Best LLMs for LLM Prompt Adaptation — DTP Benchmark
Models
Frontier on this task: Claude Sonnet 4.6 at 9.10 / 10. Quality bar at 95%: 8.64.
point-estimate floor (CI low) · upper CI (less certain) · Bars sorted by blended cost; cheapest qualifier first.
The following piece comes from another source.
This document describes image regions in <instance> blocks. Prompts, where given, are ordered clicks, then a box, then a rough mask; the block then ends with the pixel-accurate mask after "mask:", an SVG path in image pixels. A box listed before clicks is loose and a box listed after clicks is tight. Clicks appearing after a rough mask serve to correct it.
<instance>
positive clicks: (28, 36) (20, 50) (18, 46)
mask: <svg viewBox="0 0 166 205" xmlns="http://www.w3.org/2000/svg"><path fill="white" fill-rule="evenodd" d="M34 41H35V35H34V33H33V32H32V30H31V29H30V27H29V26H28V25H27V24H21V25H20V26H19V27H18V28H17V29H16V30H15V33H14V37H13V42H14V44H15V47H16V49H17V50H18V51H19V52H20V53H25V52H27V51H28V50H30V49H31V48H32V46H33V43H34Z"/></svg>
Greyed rows are MEDIUM+ models whose point estimate clears the bar but whose CI low does not.
Cost breakdown
| Model | Quality | Sample | Blended cost / call | Savings vs best | Mode |
|---|---|---|---|---|---|
| Qwen 3.6 Plus Alibaba Cloud (DashScope) | 8.89 / 10 CI [8.79, 8.98] | n=100 · ranked | $0.009151 | 74% cheaper | sync |
| Kimi K2.6 Moonshot AI | 8.73 / 10 CI [8.53, 8.92] | n=100 · ranked | $0.011599 | 68% cheaper | batch |
| DeepSeek V4 Pro DeepSeek | 8.73 / 10 CI [8.48, 8.97] | n=100 · ranked | $0.018625 | 48% cheaper | sync |
| Claude Sonnet 4.6 best Anthropic | 9.10 / 10 CI [9.00, 9.19] | n=100 · ranked | $0.035690 | (anchor) | batch |
| Claude Opus 4.7 Anthropic | 8.83 / 10 CI [8.67, 8.99] | n=100 · ranked | $0.059482 | — | batch |
Typical call shape for this task: 1978 input tokens → 4363 output tokens, EMA-tracked from production traffic. Blended cost = (in × in_price + out × out_price), rounded to 6 decimals.